Indies: Visually speaking
On May 1, J. and I attended a private screening of an independent movie filmed in Chicago and written and directed by a student. This is the second or third independent film I’ve seen in the past few years (Morvern Callar was another), and, with such little evidence, I’m trying not to see commonalities — and failing.
Both are dark, violent, and at times gory. In this movie are prostitution, HIV, abortion, beatings, obsession, infidelity, at least two murders, and four rapes (including a revenge rape of a man performed by a man who is hired by a female victim). Except for one short moment of slight levity, when the audience allowed itself to laugh hesitantly, the griminess of the film is unrelenting. Even the relatively upbeat ending doesn’t quite move the viewer away from the ledge. If you had entered the theater as the most cheerful person in the world, you would exit with an emergency need for Prozac or Zoloft. Five minutes of beauty doesn’t redeem two hours of pain.
I would guess that, depending on the source of their funding, independent filmmakers have more freedom to explore the human animal’s dark side. They don’t have to worry about the spinelessness of studio executives, the profit concerns of shareholders, or protests from mainstream American, which sometimes seems to find Hollywood’s output shocking enough. Evil is more compelling than bland good, and some independent films strive to test the limits for the attention.
To be remembered, you have to do or make something memorable. A conventional story with conventional types and levels of sex and violence isn’t going to bring you the attention you need to establish your name, reputation, and potential as a film auteur. The adroit portrayal of beatings, rapes, and murders is more likely to capture the attention of even the most jaded audience and critics. Not much new can be said about goodness. There is much that remains to be understood about evil, its causes, and its effects. This movie, and Morvern Callar, tries to hit you in the gut.

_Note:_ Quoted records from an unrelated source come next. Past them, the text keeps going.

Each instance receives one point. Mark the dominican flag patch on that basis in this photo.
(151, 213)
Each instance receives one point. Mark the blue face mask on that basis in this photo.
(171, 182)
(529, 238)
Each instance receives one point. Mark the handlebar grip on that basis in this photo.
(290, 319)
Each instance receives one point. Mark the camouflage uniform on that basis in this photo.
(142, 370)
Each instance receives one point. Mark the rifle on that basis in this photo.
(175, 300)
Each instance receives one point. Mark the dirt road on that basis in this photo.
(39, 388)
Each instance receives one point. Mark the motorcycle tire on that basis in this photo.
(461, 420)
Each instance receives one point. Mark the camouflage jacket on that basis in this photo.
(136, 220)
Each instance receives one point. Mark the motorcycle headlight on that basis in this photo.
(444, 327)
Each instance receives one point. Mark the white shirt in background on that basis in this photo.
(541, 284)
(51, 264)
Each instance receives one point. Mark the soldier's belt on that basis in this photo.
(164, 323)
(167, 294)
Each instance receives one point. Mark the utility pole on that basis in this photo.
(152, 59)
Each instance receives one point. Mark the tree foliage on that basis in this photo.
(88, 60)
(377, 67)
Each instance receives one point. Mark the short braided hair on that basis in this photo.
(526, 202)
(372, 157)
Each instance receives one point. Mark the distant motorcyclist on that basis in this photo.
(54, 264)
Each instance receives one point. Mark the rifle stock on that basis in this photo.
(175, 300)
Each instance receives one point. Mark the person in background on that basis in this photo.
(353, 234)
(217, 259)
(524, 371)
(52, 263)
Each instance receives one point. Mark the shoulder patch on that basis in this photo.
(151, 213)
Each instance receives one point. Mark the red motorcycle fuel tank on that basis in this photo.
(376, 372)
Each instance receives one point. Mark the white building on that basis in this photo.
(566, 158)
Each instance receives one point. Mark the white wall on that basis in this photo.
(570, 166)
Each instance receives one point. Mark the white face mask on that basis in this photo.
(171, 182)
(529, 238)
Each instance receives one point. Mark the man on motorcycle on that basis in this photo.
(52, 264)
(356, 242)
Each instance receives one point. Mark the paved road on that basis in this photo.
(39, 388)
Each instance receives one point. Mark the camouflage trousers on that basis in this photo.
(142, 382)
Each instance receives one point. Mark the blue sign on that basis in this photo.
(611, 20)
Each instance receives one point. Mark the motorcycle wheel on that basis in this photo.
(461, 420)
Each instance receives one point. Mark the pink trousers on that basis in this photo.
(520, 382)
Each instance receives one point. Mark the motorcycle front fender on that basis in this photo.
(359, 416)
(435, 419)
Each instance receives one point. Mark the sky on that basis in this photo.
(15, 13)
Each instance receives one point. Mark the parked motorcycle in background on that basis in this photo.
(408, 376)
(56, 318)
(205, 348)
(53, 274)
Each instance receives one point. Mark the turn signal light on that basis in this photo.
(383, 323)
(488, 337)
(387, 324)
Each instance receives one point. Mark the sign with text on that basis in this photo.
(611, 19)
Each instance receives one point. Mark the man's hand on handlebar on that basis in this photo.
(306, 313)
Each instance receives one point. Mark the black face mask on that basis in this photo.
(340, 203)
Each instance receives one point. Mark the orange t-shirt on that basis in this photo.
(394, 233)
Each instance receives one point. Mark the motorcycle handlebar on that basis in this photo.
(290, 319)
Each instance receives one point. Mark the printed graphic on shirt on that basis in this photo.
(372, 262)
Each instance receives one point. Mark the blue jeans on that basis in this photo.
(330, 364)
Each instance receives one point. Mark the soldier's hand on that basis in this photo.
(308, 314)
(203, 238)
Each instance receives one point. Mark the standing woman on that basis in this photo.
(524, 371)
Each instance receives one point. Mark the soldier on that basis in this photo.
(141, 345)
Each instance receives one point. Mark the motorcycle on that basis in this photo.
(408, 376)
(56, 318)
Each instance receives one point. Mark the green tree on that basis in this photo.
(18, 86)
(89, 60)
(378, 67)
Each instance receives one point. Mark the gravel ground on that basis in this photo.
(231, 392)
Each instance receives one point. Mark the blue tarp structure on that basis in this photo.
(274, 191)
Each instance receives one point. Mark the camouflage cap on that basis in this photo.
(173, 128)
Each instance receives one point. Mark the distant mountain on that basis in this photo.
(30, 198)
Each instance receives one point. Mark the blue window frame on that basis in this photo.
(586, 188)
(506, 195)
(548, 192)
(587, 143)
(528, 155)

Even more so than with Morvern Callar, the visuals were rich, if clichéd. Fades and blurs were overused, along with other techniques that disorient the viewer while indicating transitions. Mostly, they draw attention to themselves, declaring, “Isn’t this arty?” The same subject blurs and fades at the beginning and end to tell us that, after all that has happened, the world has come almost full circle, the city is still beautiful, and life goes on.
Film is, of course, a visual medium, and the directors of this movie and Morvern Callar become so focused on the visual art that they forget that, ideally, the visuals should support some kind of story. We get artistically contrived glimpses into the past lives of the three main characters, but they are so fragmented, disjointed, and out of context that it’s hard to follow what happened, which makes it nearly impossible to figure out what is happening now. An online synopsis gave me a few clues, but even now I could not describe to you more than the most basic elements of the back stories. Without understanding those, the present is garbled and without the impact it might have had.
At various points the characters’ lives intersect, sometimes meaningfully, sometimes not. Unable to pay her cab fare, one of the three female leads gives the taxi driver, also a main character, her phone number (try that in Chicago). As J. pointed out, the act seems significant, but nothing comes of it — it is a narrative dead end that leaves the moviegoer trying to figure out why. I also note that only in a movie would a woman who is between a man she knows to be a sociopath and an exit door move toward the man rather than attempting to flee.
Visually, the Chicago of this is a fairy-tale place, brightly lit and colorful, with downtown’s glass and steel lovingly showcased. Except for some scenes on Lower Wacker Drive and of the taxi driver’s spare, decaying room, the city looks like a dream, making the events of the story lines even more nightmarish. Missing from the mix here are the homeless, the insane homeless, the pretend homeless, and the other denizens of the street that even bedroom suburbanites encounter every day. It’s Chicago but not quite Chicago — a Chicago where the surface grit is missing, and the ugliness is underground (literally) and underneath what appear to be normal lives.
All this ends on what appears to be an uplifting note; despite all that has happened to the three characters, they are optimistic and determined — even the woman with a death sentence hanging over her.
I couldn’t share the optimism. After all, as the movie hints, life is threaded. Somewhere, a family must be mourning the murder of a good man who was in the wrong place at the wrong time. There are an innocent wife and child whose husband/father has proven to be an obsessive mental case. Then there’s the specter of HIV, which, when we think about it, affects far more than the one person we see. There’s a lot on the consciences of two of the characters — or should be. As in Morvern Callar, there’s little evidence of it. The film ends in a feel-good way that can’t negate the grimness that has been and will be.
In their efforts to create art that stands out, these independent filmmakers try too hard, choosing style over craft and shock over substance, forgetting to let their audiences in on the story and motivations. Both Morvern Callar and this movie are visually full, emotionally empty experiences. A little ambiguity can be thought provoking; too much is only frustrating. A good film, I think, needs to engage people, not alienate them with its self-conscious artiness, coyness, and moral distance.